1. The Earth Isn’t Round

No, it’s not flat, but it’s not perfectly round, either. It’s actually an ellipsoid—a slightly squashed sphere. The Earth bulges at the center and flattens at the poles due to the planet’s rotational force. The Earth’s surface is further distorted by steep mountains and deep ocean trenches.

2. The Coldest Place on Earth is Antarctica

On a clear winter night, temperatures at the East Antarctic Plateau can drop to -135.8° Fahrenheit (-93.2° Celsius). Without clouds, the surface can lose more heat into the air. The cold, dense air gathers between two domes on the plateau, producing the absolute lowest temperatures.

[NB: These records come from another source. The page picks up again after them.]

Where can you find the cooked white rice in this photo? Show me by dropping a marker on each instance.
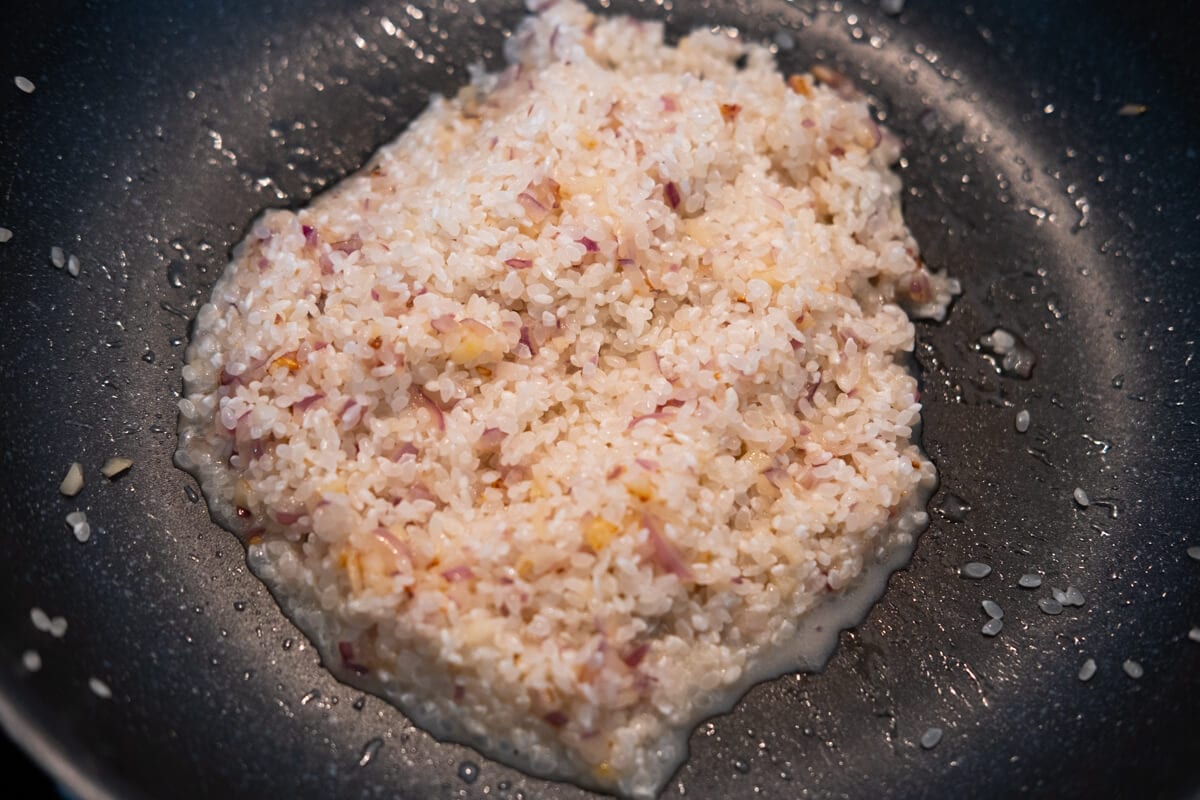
(553, 422)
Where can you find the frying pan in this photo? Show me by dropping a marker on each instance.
(1051, 166)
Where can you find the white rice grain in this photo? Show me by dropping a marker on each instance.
(563, 411)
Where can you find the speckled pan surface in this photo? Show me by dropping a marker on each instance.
(156, 133)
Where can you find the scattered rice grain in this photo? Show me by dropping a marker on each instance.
(1050, 606)
(79, 527)
(72, 482)
(114, 467)
(1073, 596)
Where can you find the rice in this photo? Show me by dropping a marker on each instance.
(557, 421)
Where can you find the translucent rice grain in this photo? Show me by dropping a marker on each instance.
(1029, 581)
(1050, 606)
(72, 482)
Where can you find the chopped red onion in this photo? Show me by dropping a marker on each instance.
(311, 238)
(426, 402)
(528, 341)
(491, 438)
(636, 655)
(665, 553)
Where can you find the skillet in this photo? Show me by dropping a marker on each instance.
(156, 134)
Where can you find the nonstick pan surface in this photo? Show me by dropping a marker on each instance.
(1053, 166)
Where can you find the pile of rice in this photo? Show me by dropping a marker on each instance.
(551, 422)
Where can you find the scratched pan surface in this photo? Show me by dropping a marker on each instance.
(159, 131)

3. Trees Can Talk to Each Other

Unfortunately, we’re not living in Lord of the Rings’ Middle Earth, but yes, trees can communicate. Using an intricate network of underground fungi nicknamed the “Wood Wide Web,” trees can share their needs and send each other critical nutrients. The symbiotic relationship between trees and this subterranean fungal lattice allows trees to cope with changes such as seasonal stressors, disease, and the loss of neighboring species. Perhaps the phrase “wisdom of the forest” is not just a metaphor.

4. We Have Only Explored 25% of our Oceans

A better name for Planet Earth is “Planet Ocean”—the ocean covers around 70% of the Earth’s surface. As of 2023, only 24.9% of the global seafloor has been mapped. And, as the average ocean depth is 12,080 feet (3,682 meters), there is also a large amount of the water column that has yet to be explored. Scientists estimate that roughly two-thirds of the species in the ocean have yet to be discovered or officially described.

5. Our Planet is in Motion

The Earth’s continents rest on massive slabs of rock, called tectonic plates. Through processes such as seafloor spreading, rift valley formation, and subduction, tectonic plates are moving and changing. Millions of years ago, all the Earth’s continents were part of an enormous single landmass—Pangaea. Today, our continents move an average of roughly one inch per year.